One of the original authors of the vulnerability, Associate Professor Zhiniang Peng from Huazhong University of Science and Technology, revealed to us that they were able to **almost 100% reliably exploit and execute arbitrary shellcode**. This means that the above memory mitigations can still be bypassed.
So why is it that even on the latest Windows Server 2025, with all security mitigations enabled, this memory vulnerability can still be fully exploited?
> **Zhiniang Peng answered**: “Currently, with all the latest mitigations fully enabled on Windows, it is extremely difficult to remotely exploit a memory corruption vulnerability. Many vulnerabilities no longer have exploitable paths, or the paths that remain are very few and very obscure.”
>
> “But this does not mean that all vulnerability exploits are dead.
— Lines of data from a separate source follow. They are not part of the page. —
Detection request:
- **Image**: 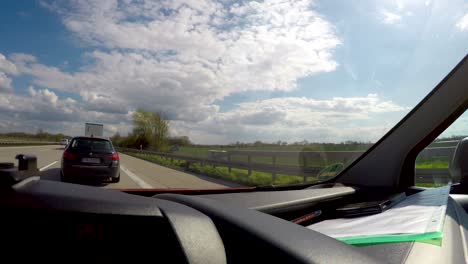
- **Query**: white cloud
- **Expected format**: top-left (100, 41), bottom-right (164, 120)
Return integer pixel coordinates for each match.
top-left (380, 9), bottom-right (402, 25)
top-left (0, 72), bottom-right (12, 93)
top-left (0, 53), bottom-right (18, 93)
top-left (456, 13), bottom-right (468, 31)
top-left (0, 53), bottom-right (17, 74)
top-left (17, 0), bottom-right (340, 124)
top-left (0, 0), bottom-right (406, 143)
top-left (172, 94), bottom-right (407, 143)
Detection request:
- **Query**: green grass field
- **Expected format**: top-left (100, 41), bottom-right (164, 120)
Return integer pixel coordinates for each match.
top-left (174, 144), bottom-right (368, 167)
top-left (124, 152), bottom-right (317, 186)
top-left (122, 144), bottom-right (449, 187)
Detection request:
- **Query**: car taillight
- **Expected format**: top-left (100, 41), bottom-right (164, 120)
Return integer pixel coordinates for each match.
top-left (105, 153), bottom-right (119, 161)
top-left (63, 151), bottom-right (77, 160)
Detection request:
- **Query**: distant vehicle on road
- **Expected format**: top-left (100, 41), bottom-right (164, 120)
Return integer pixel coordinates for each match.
top-left (60, 137), bottom-right (120, 183)
top-left (85, 123), bottom-right (104, 137)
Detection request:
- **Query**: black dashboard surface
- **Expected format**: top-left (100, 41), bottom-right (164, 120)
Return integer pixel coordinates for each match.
top-left (199, 187), bottom-right (355, 213)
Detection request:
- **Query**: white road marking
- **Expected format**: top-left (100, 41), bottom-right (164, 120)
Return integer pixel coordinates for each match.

Whether an exploit succeeds often depends on: the amount of time an attacker is willing to spend, his familiarity with the relevant code modules, and the specific conditions of the vulnerability and module.”
## **DeepSeek Insight**
Microsoft’s arrogant assertion that the MadLicense vulnerability is “almost impossible to exploit” reflects a long-standing paradox in the security industry: when vulnerability rating systems detach from the attacker’s perspective, they devolve into self-deceptive technical utopias.
Defenders measuring dynamic attack and defense with static metrics, and negating real-world possibilities using theoretical models, is precisely the greatest blind spot in security defense. The exploitation chain demonstrated here, which bypasses multiple memory protections, proves that security assessments should not be a “disclaimer” from vendors but a dynamic measure of the attack-defense struggle. If we fail to acknowledge the “technical brute force” that attackers can employ, no matter how perfect the mitigations are, they will become the Maginot Line of the digital age.